VarianceThreshold: Removes features with variance below threshold
CorrelationSelector: Removes highly correlated features (|corr| > threshold)

The correlation threshold uses absolute correlation values, meaning both positive and negative correlations above the threshold will trigger removal.

As a Pipeline subclass, this implements the full sklearn transformer API: fit(), transform(), fit_transform(), get_params(), set_params(), etc.

selector = DefaultFeatureSelector(variance_threshold=0.01, correlation_threshold=0.95)
features_filtered = selector.fit_transform(features)

Attributes:

Name	Type	Description
`variance_threshold`	`float`	Minimum variance required to keep a feature.
`correlation_threshold`	`float`	Maximum absolute correlation allowed between features.

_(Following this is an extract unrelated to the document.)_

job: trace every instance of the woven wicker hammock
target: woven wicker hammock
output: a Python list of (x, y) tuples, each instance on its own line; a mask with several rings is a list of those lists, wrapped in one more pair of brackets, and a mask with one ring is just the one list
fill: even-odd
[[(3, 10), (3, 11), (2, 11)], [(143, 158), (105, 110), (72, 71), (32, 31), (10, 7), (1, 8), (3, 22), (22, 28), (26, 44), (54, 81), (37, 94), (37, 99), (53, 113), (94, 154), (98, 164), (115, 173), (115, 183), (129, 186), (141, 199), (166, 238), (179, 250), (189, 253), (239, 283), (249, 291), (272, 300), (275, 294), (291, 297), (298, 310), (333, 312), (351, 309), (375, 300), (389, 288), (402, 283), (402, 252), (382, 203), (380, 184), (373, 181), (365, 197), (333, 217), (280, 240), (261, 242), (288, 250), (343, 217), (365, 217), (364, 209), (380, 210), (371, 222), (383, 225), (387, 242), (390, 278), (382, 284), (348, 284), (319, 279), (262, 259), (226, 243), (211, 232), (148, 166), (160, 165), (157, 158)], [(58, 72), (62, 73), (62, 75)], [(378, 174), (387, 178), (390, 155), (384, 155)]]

Features with \|correlation\| > threshold will be removed.
`min_features`	`int`	Minimum number of features to keep.

Functions

get_support

get_support(indices: bool = False) -> np.ndarray

Get mask or indices of features that passed the filter.

Parameters:

Name	Type	Description	Default
`indices`	`bool`	If True, returns indices. If False, returns boolean mask.	`False`

Returns:

Type	Description
`ndarray`	Boolean mask or integer indices of selected features.

pybasin.feature_selector.correlation_selector.CorrelationSelector

Bases: BaseEstimator, TransformerMixin

Scikit-learn transformer to remove highly correlated features.

When a pair of features has absolute correlation above threshold, the feature with the higher mean absolute correlation against all remaining features is removed. This follows the algorithm described by Kuhn & Johnson (2013) and implemented in R's caret::findCorrelation().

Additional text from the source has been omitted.